The actor’s progress has been nothing if not erratic. Born in Newark, New Jersey, he studied in Miami, the moved back to New York to seek acting work. He cracked commercials, blushingly recalls that he appeared in a K-Tel ad for love songs of the 50s. He dug his way out via a primetime soap, playing a softy in Another World, and stayed with the show for more than two years.

He then hit the doldrums until friend Melanie Griffith helped to land him the part of her dangerous ex-husband in Something Wild for director Jonathan Demme. Fearing that he might be moulded forever as a psycho villain he tried for a change of pace with Dominick And Eugene (as a medical student whose twin brother had mental health problems) followed by the Kevin Costner-starrer Field Of Dreams as the spirit of baseball giant Shoeless Joe Jackson.

They all contributed to upping his profile, but it wasn’t until Scorsese arrived on the scene with Goodfellas that he was able to grasp the chance of true stellar material. Not only was he cast as the main charcter but his particular talents of nervous energy and hints of dark forces at work were employed to best advantage alongside De Niro, Joe Pesci, Lorraine Bracco, and Paul Sorvino. Liotta’s performance helped to make it one of the most memorable films of 1990.

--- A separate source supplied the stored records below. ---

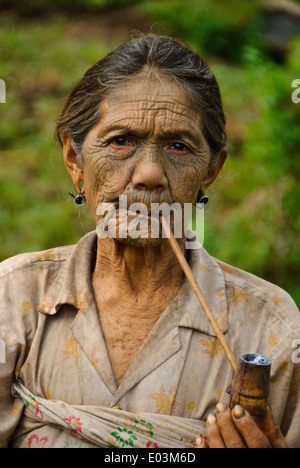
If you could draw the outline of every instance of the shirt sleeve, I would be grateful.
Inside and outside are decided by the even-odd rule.
[[[277,291],[268,304],[272,315],[264,327],[266,355],[274,368],[270,407],[291,448],[300,448],[300,314],[291,297]]]
[[[29,302],[30,274],[16,268],[15,260],[0,267],[0,448],[10,440],[22,416],[24,405],[12,396],[11,387],[19,377],[32,341],[35,310]]]
[[[21,348],[0,311],[0,448],[9,446],[23,410],[21,400],[11,394]]]
[[[291,448],[300,448],[300,359],[295,364],[282,420],[282,431]]]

So far the Nineties have given Liotta plenty of exposure - the extreme psycho, again, frightening audiences out of their skulls in Unlawful Entry; the ex-marine sorting out prison power struggles on the futuristic No Escape, and going all starey-orbed again in John Dahl’s Unforgettable (which was). Even the big budget Turbulence (a wacko once more, hijacking a 747 jet) for which he had high hopes, proved a disappointment.

Cop Land, he acknowledges, has restored most of the sheen. “I came out of the box real good,” he says modestly. “I like playing human beings who have lots of sides. If it happens to be a serial killer then I want to bring in as much reason and understanding as possible rather than just playing a monster. You have to take your career almost one movie at a time, and make the best decisions you can at the time.” His next decision was to play another bad cop in Phoenix, a low-budget independent film with Anjelica Huston, Anthony LaPaglia and Jeremy Piven.

He remains surprised, though, that the bad guy image is the one that has stuck. But then, he concedes that the devil usually has the best lines.